THE independence of Scotland's crime labs has been questioned after The Herald's revelations that a report in to a gangland killing is being kept secret.
Britain's forensic science watchdog carried out a major review of the investigation into the death of Kevin "Gerbil" Carroll after a man charged with the murder - in a Glasgow supermarket car park - was cleared.
Ross Monaghan walked free in 2012 because of a lack of evidence and amid claims the police had undue influence on the forensic scientists in the case.
The review, by the UK Forensic Science Regulator, is not now expected to be published until the Carroll case is resolved, despite pressure for openness.
Yesterday, leading private forensic scientist, Allan Jamieson, said he believed the case raised issues about the independence of Scotland's labs, run by the Scottish Police Authority (SPA).
Mr Jamieson, of the Glasgow-based Forensic Institute, said: "I remain concerned that there are allegations about police influence on forensic scientists.
"Is there a possible link between these and the fact that Scotland is the only jurisdiction in the UK to have forensic laboratories operated by the police? Police may claim otherwise, but SPA labs have a single client - Police Scotland."
Forensic science in England and Wales has been privatised.
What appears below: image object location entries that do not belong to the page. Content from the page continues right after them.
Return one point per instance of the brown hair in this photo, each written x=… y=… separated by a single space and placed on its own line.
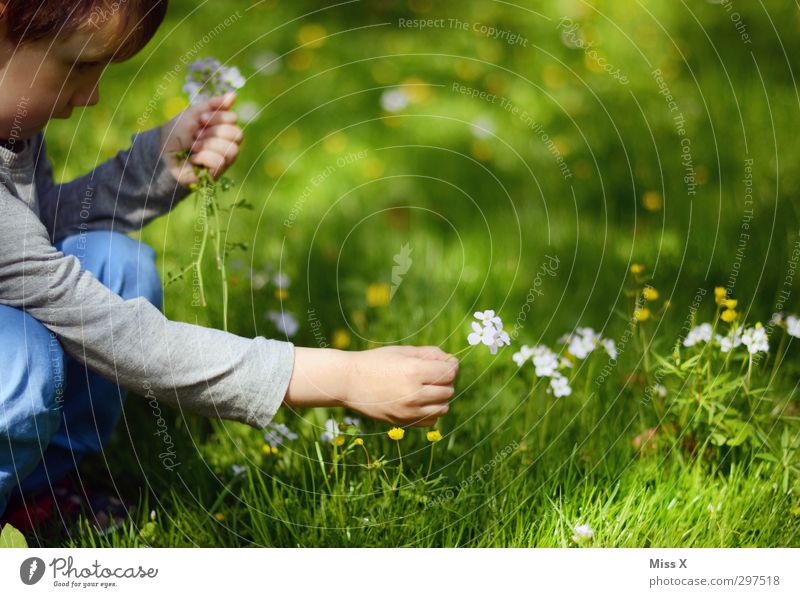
x=138 y=20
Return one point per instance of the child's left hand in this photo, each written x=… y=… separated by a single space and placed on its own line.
x=210 y=131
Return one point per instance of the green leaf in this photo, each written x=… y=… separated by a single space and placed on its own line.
x=11 y=537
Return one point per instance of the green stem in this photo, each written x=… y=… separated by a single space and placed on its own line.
x=430 y=462
x=778 y=356
x=400 y=468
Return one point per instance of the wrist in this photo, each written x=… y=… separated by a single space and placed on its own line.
x=321 y=377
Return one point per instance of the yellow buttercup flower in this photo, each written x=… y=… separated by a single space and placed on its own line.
x=378 y=294
x=396 y=433
x=649 y=293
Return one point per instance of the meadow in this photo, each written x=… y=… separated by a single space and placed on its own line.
x=603 y=165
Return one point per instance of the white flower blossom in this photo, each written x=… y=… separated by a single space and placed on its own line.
x=208 y=78
x=755 y=339
x=583 y=532
x=331 y=431
x=394 y=100
x=490 y=333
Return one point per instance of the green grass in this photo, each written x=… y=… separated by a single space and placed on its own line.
x=480 y=217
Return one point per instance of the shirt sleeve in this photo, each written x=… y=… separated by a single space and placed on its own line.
x=201 y=370
x=122 y=194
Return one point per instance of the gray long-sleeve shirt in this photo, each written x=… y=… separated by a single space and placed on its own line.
x=130 y=342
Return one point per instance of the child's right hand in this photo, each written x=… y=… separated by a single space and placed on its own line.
x=403 y=385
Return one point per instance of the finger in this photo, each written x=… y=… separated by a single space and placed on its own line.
x=433 y=411
x=429 y=422
x=210 y=159
x=435 y=372
x=210 y=118
x=227 y=149
x=222 y=131
x=435 y=394
x=219 y=102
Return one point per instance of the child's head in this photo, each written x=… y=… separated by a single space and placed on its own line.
x=52 y=53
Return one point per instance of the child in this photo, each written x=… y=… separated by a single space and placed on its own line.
x=80 y=319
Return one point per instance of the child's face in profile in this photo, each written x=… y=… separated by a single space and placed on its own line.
x=48 y=78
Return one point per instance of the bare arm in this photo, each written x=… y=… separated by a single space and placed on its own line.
x=403 y=385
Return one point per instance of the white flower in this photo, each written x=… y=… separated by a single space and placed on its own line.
x=490 y=333
x=793 y=326
x=731 y=341
x=488 y=318
x=483 y=127
x=701 y=333
x=583 y=532
x=331 y=430
x=394 y=100
x=755 y=339
x=480 y=334
x=500 y=339
x=560 y=386
x=208 y=78
x=284 y=321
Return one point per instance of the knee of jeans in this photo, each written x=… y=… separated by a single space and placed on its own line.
x=32 y=378
x=123 y=264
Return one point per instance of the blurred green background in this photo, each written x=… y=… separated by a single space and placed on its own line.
x=475 y=189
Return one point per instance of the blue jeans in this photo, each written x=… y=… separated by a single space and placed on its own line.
x=53 y=410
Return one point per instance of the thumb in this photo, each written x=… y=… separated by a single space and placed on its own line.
x=220 y=102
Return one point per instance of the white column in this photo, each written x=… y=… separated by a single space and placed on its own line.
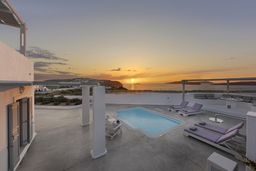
x=98 y=126
x=85 y=105
x=250 y=136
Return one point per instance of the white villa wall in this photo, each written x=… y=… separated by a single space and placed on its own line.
x=7 y=97
x=14 y=66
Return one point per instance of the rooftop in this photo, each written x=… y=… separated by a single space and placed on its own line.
x=62 y=144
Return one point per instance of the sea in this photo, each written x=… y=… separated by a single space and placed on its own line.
x=178 y=87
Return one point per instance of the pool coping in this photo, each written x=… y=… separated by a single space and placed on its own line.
x=181 y=122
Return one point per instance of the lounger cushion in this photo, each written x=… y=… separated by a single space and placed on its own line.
x=213 y=127
x=238 y=126
x=202 y=123
x=205 y=133
x=193 y=128
x=227 y=136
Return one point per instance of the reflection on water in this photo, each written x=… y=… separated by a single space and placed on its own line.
x=178 y=87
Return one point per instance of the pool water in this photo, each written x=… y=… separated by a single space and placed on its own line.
x=151 y=123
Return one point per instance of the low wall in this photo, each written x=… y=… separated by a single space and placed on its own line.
x=14 y=66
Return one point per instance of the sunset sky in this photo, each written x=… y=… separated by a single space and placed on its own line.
x=138 y=40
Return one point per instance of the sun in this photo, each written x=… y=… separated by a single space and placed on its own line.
x=132 y=80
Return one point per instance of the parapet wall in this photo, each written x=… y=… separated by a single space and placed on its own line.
x=14 y=67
Mr Jamieson has long argued this provides a more independent system.
The SPA's director of forensic services, Tom Nelson, stressed his body was not under the control of the police themselves.
He added: "This ensures a suitable degree of separation while also supporting the strong crime scene to court partnership that forensic science has with both operational policing and the wider criminal justice system in Scotland.
"We believe that the crime scene-to-court model adopted in Scotland ensures independence and impartiality for all forensic science disciplines and is preferable to the models adopted in other parts of the UK."